Updated on January 1, 2016
Bob Bamberg profile image

With 30 years in the pet supply industry, Bob's newspaper column deals with animal health, nutrition, behavior, regulation, and advocacy.

Source

It May Be The Law Where You Live

Driving along a busy suburban road recently, I was a couple of vehicles behind a pick-up truck with what appeared to be an unrestrained dog in the bed (unrelated to the picture at right). The driver made a fairly sharp left hand turn which caused the dog to crash against the side of the truck.

It's likely that a taller dog would have tumbled out of the truck. Even if he had been tied in, it would have resulted in a hanging episode that could have proved fatal. The fact is, having the dog tied-up in the back of a pick-up may or may not comply with the law in your area.

In many states, including Massachusetts, New Hampshire, California, Maine, Oregon, Washington, Florida and Rhode Island, dogs must be cross-tethered in the backs of pick-up trucks, which means that tie lines from the dog's collar or harness must be attached to both sides of the truck. Truck tie-outs, which accomplish that, can be purchased wherever you buy pet supplies.

Dogs falling, or jumping, from the backs of moving trucks receive horrendous injuries that frequently result in death. Those that do survive suffer head injuries, fractures, severe abrasions, or degloving injuries, in which skin and muscle are torn from the bone.

Recovery, when it is an option, is slow, painful, and not always complete. Quite often the injuries are so severe that the only humane choice is euthanasia.

The way a dog like to ride.
The way a dog like to ride. | Source
The way a dog should ride when allowed to ride with his head out the window.
The way a dog should ride when allowed to ride with his head out the window. | Source

Dogs riding in the backs of trucks, or in cars and with their heads hanging out of a window, are subject to other types of injuries, too.

A common one is imbedded foreign bodies.
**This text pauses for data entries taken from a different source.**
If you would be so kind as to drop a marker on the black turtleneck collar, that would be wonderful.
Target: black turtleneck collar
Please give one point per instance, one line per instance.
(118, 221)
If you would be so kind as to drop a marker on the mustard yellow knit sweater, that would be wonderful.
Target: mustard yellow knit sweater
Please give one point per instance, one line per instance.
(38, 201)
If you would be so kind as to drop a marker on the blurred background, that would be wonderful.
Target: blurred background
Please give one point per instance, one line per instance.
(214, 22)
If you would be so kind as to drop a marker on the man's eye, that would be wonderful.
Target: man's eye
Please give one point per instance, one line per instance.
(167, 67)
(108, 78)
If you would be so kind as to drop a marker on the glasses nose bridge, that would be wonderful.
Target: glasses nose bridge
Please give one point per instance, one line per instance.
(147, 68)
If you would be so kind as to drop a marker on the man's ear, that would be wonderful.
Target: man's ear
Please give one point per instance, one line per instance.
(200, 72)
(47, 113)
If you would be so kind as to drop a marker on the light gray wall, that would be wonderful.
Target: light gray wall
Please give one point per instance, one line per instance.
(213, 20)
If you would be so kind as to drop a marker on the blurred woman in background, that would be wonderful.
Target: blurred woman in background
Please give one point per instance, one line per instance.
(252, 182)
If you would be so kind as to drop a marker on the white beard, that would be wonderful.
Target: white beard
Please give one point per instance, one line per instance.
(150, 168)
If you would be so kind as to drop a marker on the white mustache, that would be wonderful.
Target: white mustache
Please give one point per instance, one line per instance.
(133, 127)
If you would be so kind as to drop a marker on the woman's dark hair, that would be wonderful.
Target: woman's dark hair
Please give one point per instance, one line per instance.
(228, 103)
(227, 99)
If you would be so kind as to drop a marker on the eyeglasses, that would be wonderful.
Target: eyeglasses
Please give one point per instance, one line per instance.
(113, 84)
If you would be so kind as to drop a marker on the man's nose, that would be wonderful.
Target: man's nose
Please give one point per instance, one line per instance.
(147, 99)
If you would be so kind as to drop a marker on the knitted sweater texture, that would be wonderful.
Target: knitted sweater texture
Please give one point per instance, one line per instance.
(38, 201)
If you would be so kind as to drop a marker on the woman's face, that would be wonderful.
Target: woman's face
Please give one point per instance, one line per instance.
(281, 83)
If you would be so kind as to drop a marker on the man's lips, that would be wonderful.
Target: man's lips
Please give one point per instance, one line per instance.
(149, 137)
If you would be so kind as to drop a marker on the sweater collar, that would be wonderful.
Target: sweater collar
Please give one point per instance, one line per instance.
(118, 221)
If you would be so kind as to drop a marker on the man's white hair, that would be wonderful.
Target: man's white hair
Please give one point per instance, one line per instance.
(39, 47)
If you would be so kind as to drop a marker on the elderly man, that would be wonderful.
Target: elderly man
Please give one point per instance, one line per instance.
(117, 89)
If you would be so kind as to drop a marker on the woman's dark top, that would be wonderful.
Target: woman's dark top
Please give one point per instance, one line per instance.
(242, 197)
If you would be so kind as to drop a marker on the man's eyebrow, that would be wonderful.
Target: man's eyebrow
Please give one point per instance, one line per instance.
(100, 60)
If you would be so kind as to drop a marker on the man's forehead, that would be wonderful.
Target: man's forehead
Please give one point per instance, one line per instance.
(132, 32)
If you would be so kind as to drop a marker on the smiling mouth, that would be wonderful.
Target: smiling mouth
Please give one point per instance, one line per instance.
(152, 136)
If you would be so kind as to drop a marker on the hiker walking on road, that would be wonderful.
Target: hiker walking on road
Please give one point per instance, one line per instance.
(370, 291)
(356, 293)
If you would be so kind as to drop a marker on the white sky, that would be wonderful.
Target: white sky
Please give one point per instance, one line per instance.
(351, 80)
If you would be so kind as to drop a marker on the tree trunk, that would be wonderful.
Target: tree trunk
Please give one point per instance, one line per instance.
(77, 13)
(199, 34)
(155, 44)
Particles of sand or other debris, traveling at high speeds because of the forward motion of the car, become imbedded in eyes, nasal passages, tongues and mouths.

A less common one is the head smacking against the outside mirror on a parked car, or another object.
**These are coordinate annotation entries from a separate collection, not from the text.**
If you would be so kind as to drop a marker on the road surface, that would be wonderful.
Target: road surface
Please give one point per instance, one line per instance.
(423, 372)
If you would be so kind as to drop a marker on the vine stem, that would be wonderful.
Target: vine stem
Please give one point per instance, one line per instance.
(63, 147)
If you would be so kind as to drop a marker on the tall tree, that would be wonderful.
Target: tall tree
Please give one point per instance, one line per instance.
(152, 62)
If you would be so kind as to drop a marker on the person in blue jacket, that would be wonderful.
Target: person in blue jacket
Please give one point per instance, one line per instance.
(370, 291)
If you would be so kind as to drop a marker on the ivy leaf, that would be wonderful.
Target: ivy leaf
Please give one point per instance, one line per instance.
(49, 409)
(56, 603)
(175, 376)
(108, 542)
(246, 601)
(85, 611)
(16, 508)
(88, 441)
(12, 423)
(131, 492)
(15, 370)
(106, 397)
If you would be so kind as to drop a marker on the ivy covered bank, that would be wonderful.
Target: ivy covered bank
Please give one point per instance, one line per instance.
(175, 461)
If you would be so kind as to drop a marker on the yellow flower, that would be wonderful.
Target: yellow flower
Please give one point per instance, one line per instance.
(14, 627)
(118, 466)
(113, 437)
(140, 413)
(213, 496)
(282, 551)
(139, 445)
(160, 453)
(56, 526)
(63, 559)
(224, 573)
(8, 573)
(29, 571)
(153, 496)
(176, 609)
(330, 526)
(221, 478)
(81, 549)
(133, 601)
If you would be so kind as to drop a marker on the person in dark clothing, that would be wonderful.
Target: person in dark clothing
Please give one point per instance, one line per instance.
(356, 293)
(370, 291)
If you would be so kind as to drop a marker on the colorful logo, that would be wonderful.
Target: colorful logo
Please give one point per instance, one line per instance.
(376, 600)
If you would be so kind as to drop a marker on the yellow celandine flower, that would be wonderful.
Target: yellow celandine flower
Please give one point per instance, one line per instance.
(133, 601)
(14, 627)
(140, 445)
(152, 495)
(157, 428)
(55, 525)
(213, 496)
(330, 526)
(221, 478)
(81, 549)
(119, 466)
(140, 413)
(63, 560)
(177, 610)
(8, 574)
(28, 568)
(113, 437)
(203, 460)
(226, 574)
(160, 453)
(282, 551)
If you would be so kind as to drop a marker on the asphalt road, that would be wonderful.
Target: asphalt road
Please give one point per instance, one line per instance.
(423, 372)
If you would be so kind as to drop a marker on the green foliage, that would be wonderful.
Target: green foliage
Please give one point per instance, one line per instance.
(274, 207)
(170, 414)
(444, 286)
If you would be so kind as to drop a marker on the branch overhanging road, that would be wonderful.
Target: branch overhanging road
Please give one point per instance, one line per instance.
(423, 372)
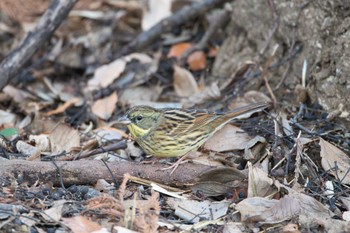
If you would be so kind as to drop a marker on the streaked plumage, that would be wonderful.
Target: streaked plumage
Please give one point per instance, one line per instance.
(172, 132)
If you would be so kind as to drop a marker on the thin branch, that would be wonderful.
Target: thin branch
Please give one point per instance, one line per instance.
(34, 40)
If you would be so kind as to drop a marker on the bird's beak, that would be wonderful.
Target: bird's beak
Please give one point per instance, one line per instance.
(124, 120)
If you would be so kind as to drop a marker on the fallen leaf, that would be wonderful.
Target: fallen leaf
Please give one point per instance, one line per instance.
(106, 74)
(254, 148)
(178, 49)
(259, 184)
(55, 212)
(18, 95)
(346, 216)
(290, 228)
(7, 118)
(135, 95)
(193, 211)
(30, 151)
(61, 108)
(197, 60)
(80, 224)
(258, 209)
(333, 157)
(63, 138)
(218, 181)
(213, 52)
(42, 141)
(106, 134)
(158, 10)
(228, 138)
(9, 133)
(104, 108)
(211, 92)
(184, 83)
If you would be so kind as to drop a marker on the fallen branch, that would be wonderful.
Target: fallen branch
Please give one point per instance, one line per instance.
(89, 171)
(49, 22)
(182, 16)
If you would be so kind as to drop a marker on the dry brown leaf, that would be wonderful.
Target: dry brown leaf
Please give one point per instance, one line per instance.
(157, 10)
(104, 108)
(80, 224)
(105, 134)
(208, 93)
(30, 151)
(17, 94)
(42, 141)
(193, 211)
(106, 74)
(228, 138)
(259, 184)
(254, 148)
(61, 108)
(7, 118)
(136, 95)
(55, 212)
(333, 157)
(258, 209)
(218, 181)
(213, 52)
(197, 60)
(178, 49)
(291, 228)
(64, 138)
(256, 96)
(184, 83)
We’ve all seen people driving with their dog in their lap. Fun to do, but really not a good idea.

Inside the car, an unrestrained dog is a safety hazard.
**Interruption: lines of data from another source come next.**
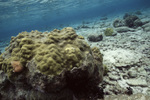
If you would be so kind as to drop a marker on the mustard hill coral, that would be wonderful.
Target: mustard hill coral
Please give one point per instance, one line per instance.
(51, 63)
(53, 52)
(109, 32)
(17, 66)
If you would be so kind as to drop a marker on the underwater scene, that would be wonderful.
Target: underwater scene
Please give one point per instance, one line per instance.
(74, 49)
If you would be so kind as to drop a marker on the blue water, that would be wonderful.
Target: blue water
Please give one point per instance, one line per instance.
(45, 15)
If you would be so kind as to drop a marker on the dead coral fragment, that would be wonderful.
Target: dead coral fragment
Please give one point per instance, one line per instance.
(17, 66)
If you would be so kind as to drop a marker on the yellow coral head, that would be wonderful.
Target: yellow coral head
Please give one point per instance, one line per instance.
(17, 66)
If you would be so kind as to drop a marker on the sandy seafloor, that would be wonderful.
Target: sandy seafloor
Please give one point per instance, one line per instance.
(127, 54)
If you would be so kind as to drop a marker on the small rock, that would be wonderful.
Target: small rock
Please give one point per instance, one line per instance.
(104, 18)
(110, 82)
(123, 29)
(114, 77)
(132, 74)
(95, 38)
(118, 23)
(137, 82)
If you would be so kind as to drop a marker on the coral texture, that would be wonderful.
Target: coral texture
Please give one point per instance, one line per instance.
(52, 62)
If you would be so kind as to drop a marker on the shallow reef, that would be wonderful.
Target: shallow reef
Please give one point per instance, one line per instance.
(56, 65)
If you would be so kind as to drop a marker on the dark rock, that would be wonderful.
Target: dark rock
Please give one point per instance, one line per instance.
(95, 38)
(132, 21)
(138, 13)
(118, 23)
(123, 29)
(104, 18)
(138, 23)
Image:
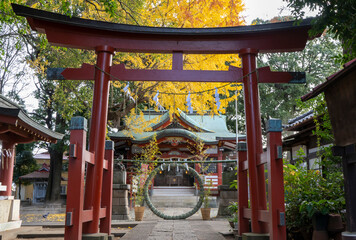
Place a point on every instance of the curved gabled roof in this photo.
(207, 138)
(13, 114)
(209, 129)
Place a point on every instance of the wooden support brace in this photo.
(277, 228)
(76, 170)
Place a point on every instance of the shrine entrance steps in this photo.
(177, 197)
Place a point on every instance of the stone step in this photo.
(178, 201)
(173, 191)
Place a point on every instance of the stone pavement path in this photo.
(178, 230)
(151, 228)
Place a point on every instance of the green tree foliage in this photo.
(280, 100)
(339, 17)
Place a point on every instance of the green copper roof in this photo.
(211, 129)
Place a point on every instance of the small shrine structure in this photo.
(177, 136)
(15, 127)
(340, 96)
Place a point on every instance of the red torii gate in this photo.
(106, 38)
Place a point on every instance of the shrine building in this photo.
(177, 136)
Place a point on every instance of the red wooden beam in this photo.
(234, 74)
(74, 32)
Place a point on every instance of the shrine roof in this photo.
(212, 128)
(348, 67)
(207, 138)
(13, 115)
(76, 32)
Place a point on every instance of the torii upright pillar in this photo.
(93, 190)
(254, 138)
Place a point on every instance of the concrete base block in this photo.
(120, 217)
(5, 209)
(10, 225)
(349, 236)
(15, 210)
(95, 236)
(111, 237)
(120, 210)
(119, 193)
(255, 236)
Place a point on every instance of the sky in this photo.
(266, 9)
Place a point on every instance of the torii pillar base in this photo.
(96, 236)
(255, 236)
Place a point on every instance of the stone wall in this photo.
(120, 203)
(227, 195)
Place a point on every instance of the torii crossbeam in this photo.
(106, 38)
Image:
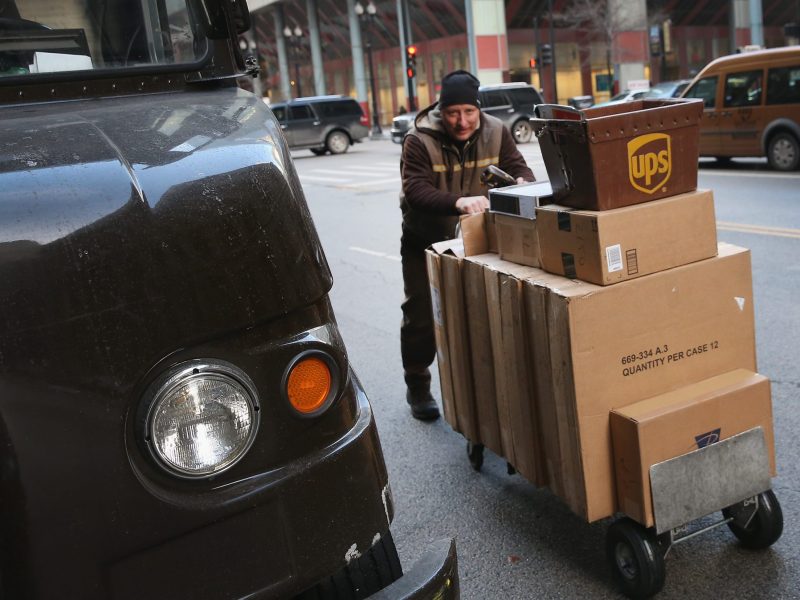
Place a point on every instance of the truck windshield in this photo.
(45, 36)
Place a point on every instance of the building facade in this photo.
(312, 47)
Moving about, the dog can block vision, restrict steering ability, and interfere with the driver working the foot pedals.

If he sees another dog, a cyclist or something else that triggers an aggressive or fear response, he can go ballistic in the car and cause serious problems for the driver.

Some states have laws that expressly prohibit unrestrained dogs in cars while other states use a catch-all provision that prohibits anything in or on the vehicle that "may interfere with or impede the proper operation of the vehicle."

All this doesn't mean you have to leave the dog at home when you run out to do errands or go on a trip. It does mean that you need to properly restrain him.

And bring his leash along so that you don't have to leave him in the car while you run to the ATM machine. It doesn't have to be a blazing hot summer day for a dog to overheat or at least experience discomfort in a parked car, even on a warm day.

Pet supply stores, some veterinarians, even some trainers and groomers sell pet restraint devices that work in conjunction with your car's seat belts. They allow the dog to sit up or lie down, but restrict his mobility.

If you have a station wagon or SUV, you can buy barriers designed specifically for those types of vehicles. They consist of wire grids with adjustable horizontal and vertical bars that lock against the floor, ceiling and side walls of the cargo area of the vehicle. You can even buy an extension that attach to the bottom of the barrier. It enables you to fold down the seat back and it will prevent your dog from crawling under the barrier.

Another option is to use a crate or carrier in the cargo area. A crate is a box with wire grid floor, ceiling and sides; a carrier is a solid sided, molded plastic box with a wire mesh door and vent holes in the sides and sometimes the back.

A carrier should only be used on errand runs or other short trips, though. With limited ventilation and visibility, a long trip could be uncomfortable for the dog and might create an aversion that would cause him to resist going into the carrier for trips to the vet, etc.

There are some really nice crates available that are collapsible. They're built in one piece and fold-up like a suitcase for easy carrying and storage. And dogs, being natural denning animals, generally accept crating quite readily.


For many dogs, all you have to say is, "Wanna go for a ride?" and they're beside themselves with excitement.

They love being with you, they love being in the car, but you've got to think of safety.

For you, the dog, pedestrians and other drivers, it would be a good idea to familiarize yourself, and comply, with the laws in your area.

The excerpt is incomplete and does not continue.